The World Bank's private sector arm, criticised by civil society for investing largely in middle income countries, will ratchet up its projects in Africa and poor regions, the agency's head said on Wednesday.

We are getting more and more represented in Africa and I expect that to continue, International Finance Corp. chief Lars Thunell said. I'm going to make sure it happens.

A third of last year's $8.3 billion in investments went to Latin America and the Caribbean compared with 16 percent to Africa and the Middle East two of three priority frontier markets Thunell has singled out. Rural western China is his other priority region.

Sub-Saharan Africa, where a large number of low-income countries are concentrated, got 42 percent of the IFC's technical assistance advice on laws, regulations and good governance out of last year's $200 million in those services.

It will definitely happen in the number of projects, but the average size of projects are small in Africa and in some middle-income countries, he said on the sidelines of the World Bank and International Monetary Fund annual meetings.

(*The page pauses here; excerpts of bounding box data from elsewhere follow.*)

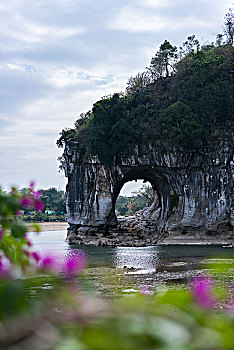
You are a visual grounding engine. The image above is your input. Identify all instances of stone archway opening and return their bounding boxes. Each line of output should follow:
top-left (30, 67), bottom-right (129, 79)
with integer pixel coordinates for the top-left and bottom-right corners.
top-left (115, 174), bottom-right (162, 233)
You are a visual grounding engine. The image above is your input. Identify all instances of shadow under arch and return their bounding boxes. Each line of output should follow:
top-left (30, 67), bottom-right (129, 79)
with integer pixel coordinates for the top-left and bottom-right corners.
top-left (113, 166), bottom-right (170, 230)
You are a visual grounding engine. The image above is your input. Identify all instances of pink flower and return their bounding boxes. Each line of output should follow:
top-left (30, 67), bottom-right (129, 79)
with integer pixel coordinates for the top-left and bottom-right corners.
top-left (40, 255), bottom-right (57, 272)
top-left (0, 228), bottom-right (3, 241)
top-left (21, 196), bottom-right (33, 208)
top-left (0, 255), bottom-right (11, 277)
top-left (63, 251), bottom-right (87, 277)
top-left (32, 252), bottom-right (41, 263)
top-left (24, 235), bottom-right (32, 247)
top-left (191, 276), bottom-right (216, 309)
top-left (35, 199), bottom-right (45, 211)
top-left (33, 191), bottom-right (41, 198)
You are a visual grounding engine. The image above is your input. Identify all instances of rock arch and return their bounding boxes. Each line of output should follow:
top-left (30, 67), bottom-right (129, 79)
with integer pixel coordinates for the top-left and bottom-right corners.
top-left (62, 141), bottom-right (234, 245)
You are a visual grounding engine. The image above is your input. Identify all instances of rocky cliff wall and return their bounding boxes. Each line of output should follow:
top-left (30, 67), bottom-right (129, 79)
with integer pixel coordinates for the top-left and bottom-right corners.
top-left (62, 141), bottom-right (234, 245)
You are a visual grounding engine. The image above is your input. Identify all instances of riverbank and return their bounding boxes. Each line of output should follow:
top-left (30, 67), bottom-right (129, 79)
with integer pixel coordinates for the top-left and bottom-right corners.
top-left (27, 222), bottom-right (69, 232)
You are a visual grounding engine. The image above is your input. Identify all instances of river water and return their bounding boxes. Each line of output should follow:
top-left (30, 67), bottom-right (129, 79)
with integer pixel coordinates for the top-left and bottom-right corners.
top-left (29, 231), bottom-right (234, 297)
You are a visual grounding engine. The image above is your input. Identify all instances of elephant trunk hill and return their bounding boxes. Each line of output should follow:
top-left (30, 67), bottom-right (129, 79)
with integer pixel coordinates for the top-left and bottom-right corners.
top-left (58, 45), bottom-right (234, 246)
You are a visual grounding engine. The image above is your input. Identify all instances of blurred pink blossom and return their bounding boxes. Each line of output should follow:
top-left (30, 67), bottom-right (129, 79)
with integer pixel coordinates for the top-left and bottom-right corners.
top-left (33, 191), bottom-right (41, 198)
top-left (29, 181), bottom-right (35, 190)
top-left (0, 255), bottom-right (11, 277)
top-left (191, 276), bottom-right (216, 309)
top-left (0, 227), bottom-right (3, 241)
top-left (21, 196), bottom-right (33, 208)
top-left (63, 252), bottom-right (87, 277)
top-left (35, 199), bottom-right (45, 211)
top-left (32, 252), bottom-right (41, 263)
top-left (24, 235), bottom-right (32, 247)
top-left (40, 255), bottom-right (58, 272)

To the extent that different countries are at varying stages of development, and have comparative advantages, the IFC should follow a step-by-step approach to project financing, he said.

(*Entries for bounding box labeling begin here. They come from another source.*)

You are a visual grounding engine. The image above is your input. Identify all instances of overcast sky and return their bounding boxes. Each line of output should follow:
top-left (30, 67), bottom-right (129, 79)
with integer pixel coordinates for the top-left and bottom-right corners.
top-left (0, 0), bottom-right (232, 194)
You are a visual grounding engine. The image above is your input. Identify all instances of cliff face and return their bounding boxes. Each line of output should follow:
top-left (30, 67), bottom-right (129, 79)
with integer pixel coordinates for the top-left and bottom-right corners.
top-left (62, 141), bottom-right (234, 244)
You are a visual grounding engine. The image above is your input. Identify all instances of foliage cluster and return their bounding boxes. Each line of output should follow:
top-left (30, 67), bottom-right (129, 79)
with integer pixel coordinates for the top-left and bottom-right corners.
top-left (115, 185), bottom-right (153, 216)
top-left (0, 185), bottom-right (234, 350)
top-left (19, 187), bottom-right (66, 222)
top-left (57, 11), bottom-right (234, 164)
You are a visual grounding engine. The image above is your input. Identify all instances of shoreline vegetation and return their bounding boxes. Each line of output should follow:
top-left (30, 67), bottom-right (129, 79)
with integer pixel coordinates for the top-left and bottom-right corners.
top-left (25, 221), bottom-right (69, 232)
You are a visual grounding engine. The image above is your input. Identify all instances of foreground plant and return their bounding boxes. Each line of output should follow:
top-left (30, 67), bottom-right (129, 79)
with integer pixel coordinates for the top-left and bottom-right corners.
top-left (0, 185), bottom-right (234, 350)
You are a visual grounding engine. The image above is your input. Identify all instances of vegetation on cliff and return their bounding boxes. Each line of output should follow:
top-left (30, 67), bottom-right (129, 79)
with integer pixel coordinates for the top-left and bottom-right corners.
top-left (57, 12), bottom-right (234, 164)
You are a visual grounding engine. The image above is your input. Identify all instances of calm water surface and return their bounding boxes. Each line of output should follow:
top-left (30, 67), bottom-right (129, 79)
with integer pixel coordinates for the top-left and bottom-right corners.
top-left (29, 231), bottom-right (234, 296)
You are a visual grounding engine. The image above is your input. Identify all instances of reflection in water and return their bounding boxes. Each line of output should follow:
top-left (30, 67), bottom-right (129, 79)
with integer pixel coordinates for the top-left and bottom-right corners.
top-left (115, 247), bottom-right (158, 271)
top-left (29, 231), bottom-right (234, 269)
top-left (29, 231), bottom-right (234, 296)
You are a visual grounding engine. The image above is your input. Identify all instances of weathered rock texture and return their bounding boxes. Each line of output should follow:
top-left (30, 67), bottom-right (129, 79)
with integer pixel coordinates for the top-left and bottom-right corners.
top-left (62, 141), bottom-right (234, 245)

We look at the needs of a country and try to have a dialogue, he said between meetings with government officials. You need to have a functioning financial system, you need to have electricity and water and ports that function.

Once those are in place or being established, then the IFC should focus on a country's competitive advantages, be it shoes in Vietnam or textiles in Bangladesh, he added.

In middle-income countries where the IFC has gone through those stages, Thunell wants to see the lender drilling down to seek out small and medium-sized firms with which to work or fund projects in rural areas, as it is doing in Turkey at present.

We want to go where the private sector doesn't dare to go, he said, adding that IFC backed a Turkish bank that started funding business in Romania.

China's request for IFC projects in its western hinterland, where an estimated 500 million people live on $2 a day, runs from infrastructure to power generation and banking, he said.We're trying to redirect our resources to do that, Thunell said, adding the IFC had converted four municipal credit unions into banks and was doing the same with a rural banking cooperative.